В структурном аспекте у Маяковского наблюдается трансгрессия вещного мира в экзистенциальное измерение, где вещи становятся носителями психологического содержания. Вещь у футуриста - это феномен, на который направлена интенция человека, что коррелирует с феноменологическими идеями Хайдеггера о “вещественности”.
У Бродского происходит иная трансформация вещного мира: вещи существуют в пространстве визуального восприятия, формируя особую эстетическую реальность. Здесь вещь утрачивает свою предметную конкретность, превращаясь в элемент художественной композиции.

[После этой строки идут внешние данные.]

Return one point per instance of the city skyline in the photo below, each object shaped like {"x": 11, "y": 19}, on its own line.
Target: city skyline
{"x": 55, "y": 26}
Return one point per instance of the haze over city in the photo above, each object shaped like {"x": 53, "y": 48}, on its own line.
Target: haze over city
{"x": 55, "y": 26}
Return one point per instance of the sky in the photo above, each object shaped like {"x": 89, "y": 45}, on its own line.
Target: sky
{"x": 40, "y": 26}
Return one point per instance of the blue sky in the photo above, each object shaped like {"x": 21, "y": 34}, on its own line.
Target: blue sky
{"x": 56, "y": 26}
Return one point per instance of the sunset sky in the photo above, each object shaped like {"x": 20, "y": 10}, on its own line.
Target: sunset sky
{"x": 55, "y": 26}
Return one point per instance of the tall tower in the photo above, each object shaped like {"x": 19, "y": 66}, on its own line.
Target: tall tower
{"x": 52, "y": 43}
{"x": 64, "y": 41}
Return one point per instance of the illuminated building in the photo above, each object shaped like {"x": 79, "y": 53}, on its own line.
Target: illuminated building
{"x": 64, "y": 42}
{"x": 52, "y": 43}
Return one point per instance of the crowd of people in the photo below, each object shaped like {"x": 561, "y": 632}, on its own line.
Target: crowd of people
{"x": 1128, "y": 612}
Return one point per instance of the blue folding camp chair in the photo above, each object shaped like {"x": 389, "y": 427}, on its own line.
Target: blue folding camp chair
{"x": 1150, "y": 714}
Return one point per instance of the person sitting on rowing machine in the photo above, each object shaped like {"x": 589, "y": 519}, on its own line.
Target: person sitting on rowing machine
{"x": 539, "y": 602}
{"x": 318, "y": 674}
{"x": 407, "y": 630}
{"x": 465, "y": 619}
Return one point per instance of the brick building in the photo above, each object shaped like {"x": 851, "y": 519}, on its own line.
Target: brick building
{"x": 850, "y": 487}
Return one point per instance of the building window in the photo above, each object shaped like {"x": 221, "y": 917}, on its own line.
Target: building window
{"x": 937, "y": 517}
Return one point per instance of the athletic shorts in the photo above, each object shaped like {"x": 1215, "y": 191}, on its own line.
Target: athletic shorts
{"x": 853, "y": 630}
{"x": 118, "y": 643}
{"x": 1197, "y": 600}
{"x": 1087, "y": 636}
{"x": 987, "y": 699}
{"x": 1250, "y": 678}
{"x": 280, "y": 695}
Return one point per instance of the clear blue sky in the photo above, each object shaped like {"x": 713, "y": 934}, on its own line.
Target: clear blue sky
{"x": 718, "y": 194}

С точки зрения семантической организации, в тексте Маяковского преобладает стратегия гиперболизации вещного мира, где вещи приобретают космический масштаб: “Привяжи меня к кометам, как к хвостам лошадиным”. Бродский же использует стратегию редукции, где вещь существует в контексте визуального восприятия, формируя особую эстетическую реальность.
Таким образом, можно констатировать различные стратегии репрезентации вещного мира: у Маяковского - через призму экзистенциальной онтологии, где вещь становится носителем психологического и социального содержания, у Бродского - посредством эстетической деконструкции, где вещь существует в пространстве визуального восприятия. Это находит отражение как в структурно-семантической организации текстов, так и в системе их образно-символической системы, где происходит трансформация традиционного понимания вещи в более сложную систему смыслопорождения.
В контексте интертекстуального анализа оба текста демонстрируют диалог с философской традицией осмысления вещи, однако реализуют его различными семиотическими средствами: Маяковский через стратегию экзистенциальной онтологизации, Бродский - через эстетическую деконструкцию вещного мира.